Methods Ventricular tissues were sampled from stroke-prone spontaneously hypertensive rats (SHR-SP) and Wistar-Kyoto rats (WKY) at the age of 12~16 weeks, and protein levels of mPTP subunits and their interactions in the mitochondrial fractions were examined by immunoblotting and immunoprecipitation. As an index of oxidant stress-induced protein modification, carbonylation of proteins was determined. To induce cytoprotective signaling upstream of mPTP, erythro-poietin (EPO) receptor was activated by EPO at a dose of 10 units/ml in vitro or 5000 IU/kg in vivo.

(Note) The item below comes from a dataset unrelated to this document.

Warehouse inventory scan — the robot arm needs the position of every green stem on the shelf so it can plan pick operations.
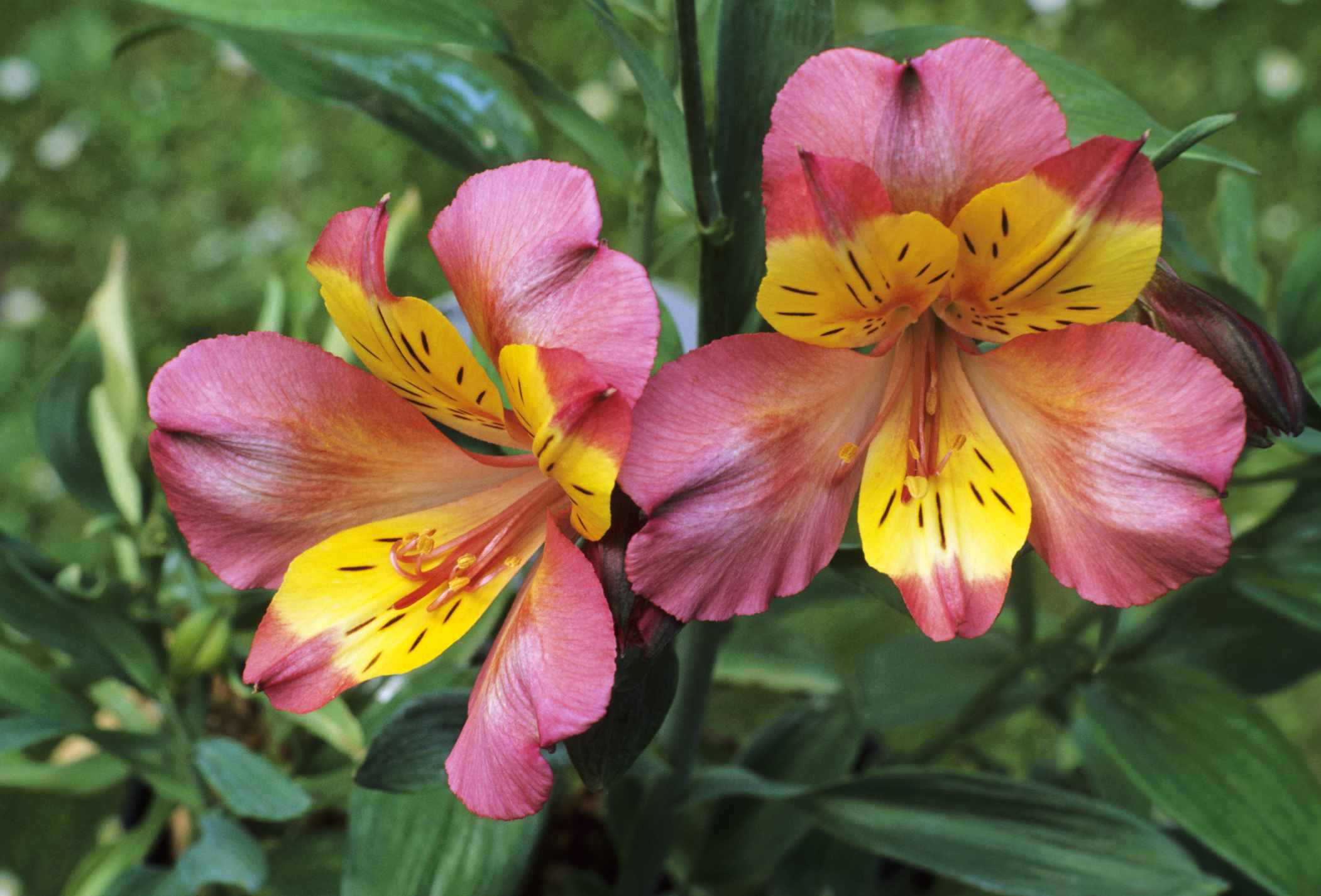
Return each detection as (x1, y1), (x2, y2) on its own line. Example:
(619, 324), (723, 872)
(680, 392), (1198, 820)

Results Heart weight-to-body weight ratio in SHR-SP was 25% higher than in WKY. There was no significant difference between SHR-SP and WKY in levels of voltage dependent anion channel (VDAC), adenine nucleotide translocase (ANT), cyclophilin-D (Cyp-D) in the mitochondrial fraction. Levels of phosphorylation of Akt, ERK and GSK-3β before and after EPO receptor activation in vitro were also similar in the two groups. However, level of carbonylation of mitochondrial proteins less than 43kDa after 25-min ischemia/5-min reperfusion was significantly higher by 20% in SHR-SP than in WKY. Furthermore, Cyp-D level in the ANT immunoprecipitates was higher by 100% in SHR-SP than in WKY. This augmented Cyp-D-ANT interaction in SHR-SP was almost normalized by treatment with N-(2-mercaptopropionyl)-glycine (MPG, 1 mM), a scavenger of reactive oxygen species (ROS), commenced 10 min before ischemia. Infarct size after 25-min ischemia/2-hr reperfusion in vivo was significantly larger in SHR-SP than in WKY (71.2±3.1% of risk area vs. 54.8±3.7%), and MPG treatment reduced infarct size in SHR-SP to a level equivalent to that in WKY.
Conclusion Although pro-survival signaling upstream of mPTP is preserved, Cyp-D-ANT interaction, a trigger of mPTP opening, is augmented by a ROS-dependent mechanism and contributes to increased susceptibility to ischemia/reperfusion-induced necrosis in a model of hypertensive hypertrophied myocardium.